M. le Préfet, Mes chers collègues élus, Messieurs les officiers généraux, Mesdames Messieurs
Mes premiers mots sont pour rendre hommage à tous ceux dont l'oeuvre nous rassemble aujourd'hui, autour d'un lieu qui mérite des soins particuliers. La commune de Valmy et ses partenaires d'intercommunalité le département de la Marne et la région Champagne-Ardennes, les associations du département, les services de l'Etat, tous se mobilisent pour soutenir, embellir et faire rayonner cet ensemble exceptionnel. Je vous en exprime d'autant plus de gratitude que je sais vos moyens limités et relayés par un dévouement profond. Je vous encourage dans cette oeuvre constante de souvenir et d'interpellation, qui sied bien sûr tout particulièrement à cette Champagne où s'est si souvent joué le sort politique de notre nation. Et je vous encourage aussi dans les multiples initiatives que prennent aujourd'hui vos collectivités avec l'Etat pour mettre en valeur votre situation maintenant favorable comme place d'échanges de l'Europe que nous construisons. Dans ce lieu dont le nom parle à chaque Français, j'aimerais évoquer avec vous deux aspects de la bataille de Valmy qui me semblent utiles à notre temps : la force du mythe qui en fait encore aujourd'hui un de nos lieux de mémoire, et le modèle militaire que Valmy nous propose.
1. La force du mythe de Valmy et son importance aujourd'hui
Pourquoi en effet, plus de deux cents ans après la bataille, et une fois passé le bicentenaire des années révolutionnaires, perpétuer la mémoire de la bataille de Valmy ? Si ce lieu continue à compter parmi ceux qu'on doit honorer, et si j'ai tenu à être parmi vous aujourd'hui pour remercier tous ceux qui maintiennent et valorisent ce site, c'est parce que Valmy me semble être au cur du lien entre la nation et son armée. C'est une origine qui reste chargée de sens à travers les mutations de notre République et de notre défense, et je voudrais montrer en quoi ce symbole reste important aux yeux du gouvernement.
En quoi, en effet, cette victoire mérite-t-elle sa force symbolique ? On sait bien que ce ne fut pas une Bataille acharnée et sanglante, et que la belle résistance des troupes françaises aux feux de l'artillerie a été idéalisée par les contemporains et par les Républicains du XIXème siècle. Le matin du 20 Septembre, 30.000 soldats français ont fait face à 60 000 soldats étrangers. Seul le canon a parlé : les troupes ont manuvré, mais sans s'y affronter. Il y eut très peu de morts. Mais le lendemain, au lieu de la bataille attendue, les fameuses troupes prussiennes ont fait retraite.
Pour autant Valmy n'est pas le malentendu, la rumeur amplificatrice qu'ont prétendu des polémistes.
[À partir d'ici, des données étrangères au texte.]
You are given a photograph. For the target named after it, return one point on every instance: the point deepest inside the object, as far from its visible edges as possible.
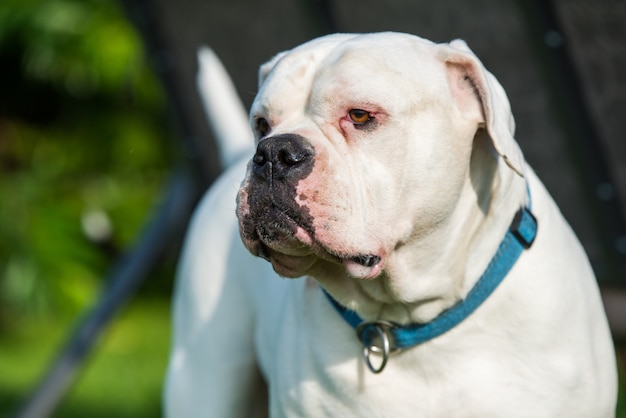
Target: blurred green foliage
(83, 150)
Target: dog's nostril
(288, 157)
(283, 155)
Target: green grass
(121, 378)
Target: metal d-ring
(382, 328)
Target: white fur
(431, 197)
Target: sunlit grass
(122, 377)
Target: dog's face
(364, 146)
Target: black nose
(283, 156)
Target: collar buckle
(377, 337)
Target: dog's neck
(443, 266)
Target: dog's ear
(266, 68)
(472, 84)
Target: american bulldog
(436, 276)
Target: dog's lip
(363, 266)
(301, 247)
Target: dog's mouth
(293, 249)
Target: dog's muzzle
(281, 157)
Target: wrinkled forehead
(347, 59)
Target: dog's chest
(313, 363)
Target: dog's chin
(297, 254)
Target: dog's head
(364, 146)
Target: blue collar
(385, 338)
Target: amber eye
(359, 116)
(262, 126)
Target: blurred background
(104, 150)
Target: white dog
(387, 175)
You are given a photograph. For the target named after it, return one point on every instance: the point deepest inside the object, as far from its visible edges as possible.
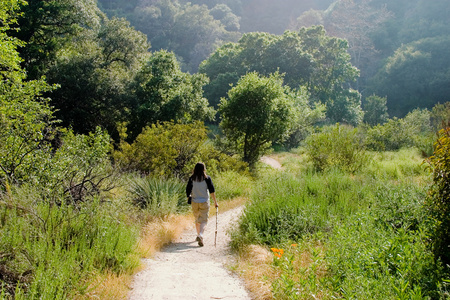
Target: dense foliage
(439, 198)
(307, 58)
(98, 134)
(258, 111)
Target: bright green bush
(414, 130)
(172, 149)
(438, 202)
(396, 165)
(231, 185)
(336, 147)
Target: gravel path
(183, 270)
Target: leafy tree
(414, 130)
(172, 149)
(375, 110)
(94, 73)
(25, 117)
(257, 112)
(336, 146)
(306, 117)
(438, 202)
(306, 58)
(164, 93)
(46, 26)
(415, 76)
(440, 114)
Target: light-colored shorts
(201, 211)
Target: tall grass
(284, 207)
(160, 197)
(336, 235)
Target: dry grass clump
(255, 267)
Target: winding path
(183, 270)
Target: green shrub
(50, 251)
(438, 201)
(336, 146)
(231, 185)
(412, 131)
(171, 150)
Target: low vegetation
(335, 234)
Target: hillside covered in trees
(388, 40)
(106, 105)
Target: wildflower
(277, 252)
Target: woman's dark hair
(199, 173)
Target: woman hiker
(199, 189)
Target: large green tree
(46, 26)
(93, 74)
(307, 58)
(25, 117)
(162, 92)
(258, 111)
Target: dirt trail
(183, 270)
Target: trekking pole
(217, 214)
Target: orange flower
(277, 252)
Dans sa phrase historique Goethe, témoin direct de la bataille, a pu dire sans se tromper que " de ce lieu et de ce jour date une nouvelle époque dans l'histoire du monde " ?
En effet l'importance de Valmy et la force de ce mythe tiennent à deux choses : à l'esprit de défense qui s'y est exprimé, et à son rôle dans la fondation de la République Valmy est bien à l'origine du lien entre la nation et ses armées.
L'esprit de défense, d'abord. Mais je devrais plutôt parler d'une double défense : une défense militaire, contre les ennemis extérieurs, et une défense morale, contre les ennemis intérieurs, complices des premiers.
Je crois possible d'évoquer Valmy comme une des sources de la dissuasion d'aujourd'hui parce que cette force de résistance a montré à l'adversaire les dangers inacceptables qu'il encourrait en poursuivant son agression. C'est bien la détermination à combattre de ces hommes de la République qui a eu raison des terribles grenadiers prussiens et impériaux - pourquoi s'y risquer, se sont dit leurs chefs, cette bataille serait un carnage, nous n'avons rien à y gagner. Car contrairement à leur attente, et contrairement aux batailles précédentes, les sans-culottes n'ont pas fui, ils ne se sont pas débandés, ils ont fait face. Et lorsque Kellerman a crié " Vive la nation ! , ils ont répondu comme un seul homme, montrant leur résolution à défendre la liberté nouvellement acquise contre la force venue rétablir l'Ancien Régime.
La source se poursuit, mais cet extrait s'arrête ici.